他捏住棉簽,手滑滾了幾圈,自以為用力按住了流血處,其實連傷口都沒找準,反倒把季聽雨的淤青往肉裏壓了壓。

季聽雨不動聲色地將傷口移動到棉簽下,眼神直直落在面前這個忙前忙後不知道在忙什麽的小孩身上:“你們不是嵐港人?”

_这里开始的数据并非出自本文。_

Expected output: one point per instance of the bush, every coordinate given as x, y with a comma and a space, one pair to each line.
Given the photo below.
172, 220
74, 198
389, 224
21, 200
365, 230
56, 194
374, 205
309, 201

“南港?”小初撓著臉想了想,頂著右臉上的酒窩對季聽雨笑,“南港是森麼?”

“我們是江城人,”Omega抱起自己的孩子,將他流出來的口水擦幹凈,“來嵐港看親戚的。”

“媽媽,放窩,下去!”

小初掙紮著跳下母親的膝蓋,又勤勤懇懇地擔任上了“棉簽按壓大使”。

青年Alpha拿來了檢查報告,上面密密麻麻的不良指標看著他頭疼,他拎起一堆藥,按照醫囑兌水餵給季聽雨。

“如果以後你媽媽還欺負你,你就報警,”Omega將分好的藥放進新買的背包裏,蹲下後看著季聽雨,“小朋友,你知道警察叔叔的電話嗎?”

季聽雨手上貼著藥膏,順直的睫毛垂下,像是在思索著什麽。

“警察叔叔的電話是……”

“阿姨,”季聽雨開口,“報警真的有用嗎?”

是他拖累的母親,如果報警有用的話,第一個抓的人不應該是他嗎?

“如果我不出生,媽媽就不會變成這樣。”

他說話的方式、思維遠遠超過了一個普通四歲小孩能承載的重量,在Omega還沒來得及想出反駁之語時,旁邊的小初天真地回答了這個問題。

“抱,抱。”

小初撲上去,脖子上掛的飯圍兜壓住了季聽雨的肋骨,他用稚嫩的小手很“沈重”地拍了拍季聽雨的背脊,“語重心長”地說:“媽媽,是,好人……”

“壞蛋,大灰狼,吃掉了,媽媽的,心臟。”

“讓金叉蘇蘇,把大壞狼,抓走,就,OK了,啊。”

說完,他還像模像樣地比了個三。

臨別時,季聽雨得到了小初飯圍兜裏的奶嘴,以及小初的悄悄話——

“媽媽說,窩不能,隨便告樹陌森人,民子。”

(我不能把名字隨便告訴給陌生人)

“哥哥,窩叫宋,知初,哥哥,叫森麼哇?”

季聽雨在新朋友宋知初的手心裏畫了一只水滴。

小雨。

他叫小雨。

“小雨!幫我拿一下醬油!”

巷角街,新開業的順福旺餐館裏多了個七歲小孩的身影,店主宋暖一家剛來嵐港不久,他們操著一口流利的普通話,指揮著季聽雨。

“左邊啦!新買的醬油在左邊!”

幹完中午的時段,宋暖扔給了季聽雨一瓶汽水,讓他去樓上休息。

“我說,你表哥他們怎麽把一個陌生小孩放進我們這兒?”

丈夫問著宋暖,“無親無故的還要出錢包飯,他們不嫌麻煩我嫌麻煩啊!出事兒了咋辦?”

宋暖一巴掌揮在丈夫肩頭:“別這樣說,多個人幹活不是好事兒嗎?況且這小孩兒看著挺慘的……”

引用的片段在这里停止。